If the mechanism is not properly controlled by the body, there are too many activated immune cells and they can harm the healthy tissue. This happens in chronic inflammatory diseases, thus a method to alleviate the symptoms of these diseases is to inhibit the serine proteases. “Proteases sometimes act as accelerants and can even trigger a chronic inflammation quite independently of bacterial intruders. If we dampened down the defences, we could counteract this effect”, explains Dieter Jenne, the research group leader.
A new serine protease was discovered by scientists at Max Plank Institute of Neurobiology in Martinsried: the neutrophil serine protease 4 (NSP4). This protein could be a potential target for new drugs designed to cure diseases that involve an overactive immune system. Dieter Jenne sais: “The special thing about this enzyme is that it cuts proteins that have the amino acid arginine at a particular point. This is where NSP4 differs from the other three known neutrophil serine proteases, which are similar in molecular structure, but have a different recognition motif.”
This different motif of recognition could be used to develop new drugs that inhibit NSP4, thus reducing the inflammation.
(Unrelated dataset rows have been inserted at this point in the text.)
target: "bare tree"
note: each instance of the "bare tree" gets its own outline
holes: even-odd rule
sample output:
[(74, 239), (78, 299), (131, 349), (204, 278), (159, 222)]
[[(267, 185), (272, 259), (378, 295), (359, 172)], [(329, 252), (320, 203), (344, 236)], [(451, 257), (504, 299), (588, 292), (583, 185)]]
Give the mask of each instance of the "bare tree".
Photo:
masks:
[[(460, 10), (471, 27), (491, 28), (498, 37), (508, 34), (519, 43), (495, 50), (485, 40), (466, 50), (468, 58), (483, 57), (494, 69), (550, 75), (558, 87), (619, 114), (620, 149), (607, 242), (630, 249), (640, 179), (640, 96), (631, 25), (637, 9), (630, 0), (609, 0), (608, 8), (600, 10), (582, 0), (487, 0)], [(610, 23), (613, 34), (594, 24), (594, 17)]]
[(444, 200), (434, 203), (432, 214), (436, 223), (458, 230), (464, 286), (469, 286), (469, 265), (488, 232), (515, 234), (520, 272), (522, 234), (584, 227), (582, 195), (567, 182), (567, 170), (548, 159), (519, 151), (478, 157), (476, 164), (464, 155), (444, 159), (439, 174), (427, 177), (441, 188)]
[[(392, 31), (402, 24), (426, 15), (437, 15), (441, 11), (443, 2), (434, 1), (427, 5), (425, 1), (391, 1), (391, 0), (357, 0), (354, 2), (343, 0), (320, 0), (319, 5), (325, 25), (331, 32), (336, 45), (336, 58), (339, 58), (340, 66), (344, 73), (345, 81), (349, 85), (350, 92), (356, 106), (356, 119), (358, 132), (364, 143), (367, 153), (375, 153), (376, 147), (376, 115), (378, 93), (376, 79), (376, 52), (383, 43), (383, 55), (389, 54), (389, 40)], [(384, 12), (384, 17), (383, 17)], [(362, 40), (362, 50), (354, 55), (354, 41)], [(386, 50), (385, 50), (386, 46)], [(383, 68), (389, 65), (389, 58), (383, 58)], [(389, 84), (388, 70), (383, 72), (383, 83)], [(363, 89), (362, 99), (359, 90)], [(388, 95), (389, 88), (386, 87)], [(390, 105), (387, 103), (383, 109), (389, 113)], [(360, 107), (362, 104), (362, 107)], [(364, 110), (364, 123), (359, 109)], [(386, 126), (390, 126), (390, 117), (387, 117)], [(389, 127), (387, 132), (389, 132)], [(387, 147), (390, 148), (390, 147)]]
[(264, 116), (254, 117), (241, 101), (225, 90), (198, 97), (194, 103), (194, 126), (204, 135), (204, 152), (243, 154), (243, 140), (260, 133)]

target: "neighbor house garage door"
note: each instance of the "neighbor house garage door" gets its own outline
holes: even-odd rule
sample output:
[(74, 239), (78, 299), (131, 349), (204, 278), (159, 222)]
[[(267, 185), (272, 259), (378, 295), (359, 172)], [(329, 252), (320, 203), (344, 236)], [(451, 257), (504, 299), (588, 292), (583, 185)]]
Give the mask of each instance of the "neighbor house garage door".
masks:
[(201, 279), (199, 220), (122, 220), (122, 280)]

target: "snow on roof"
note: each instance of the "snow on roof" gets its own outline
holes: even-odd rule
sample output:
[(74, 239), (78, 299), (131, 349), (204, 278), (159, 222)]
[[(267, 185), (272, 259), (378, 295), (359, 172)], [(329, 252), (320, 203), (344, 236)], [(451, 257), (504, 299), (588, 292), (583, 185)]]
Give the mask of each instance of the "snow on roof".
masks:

To date, none of the substances that were thought to have a blocking effect on the neutrophil proteases have been developed into effective drugs: “So far, we don’t know the identity of the NSP4 substrate, but we assume they must be signal molecules”, says Dieter Jenne.
Using gene sequences, it was shown that NSP4 has remained almost unchanged during hundreds of million of years of evolution. “That would indicate that NSP4 regulates a fundamental process”, says Dieter Jenne. The enzyme was not known of until now because its concentration at the inflammation site is much lower than other proteases. Scientists at Max Planck discovered it while searching serine proteases encoding genes in the human genome, and found a gene sequence that was previously unknown.
One of the researchers, Natascha C. Perera, lead author of the study, examined the enzyme in its active, folded state. Now the scientists have to study the enzyme in vivo to understand its whole function besides the pro-inflammatory function, and thus discover the possible side effects that can occur by blocking it. This means another step towards new active substances that may help patients with inflammatory diseses.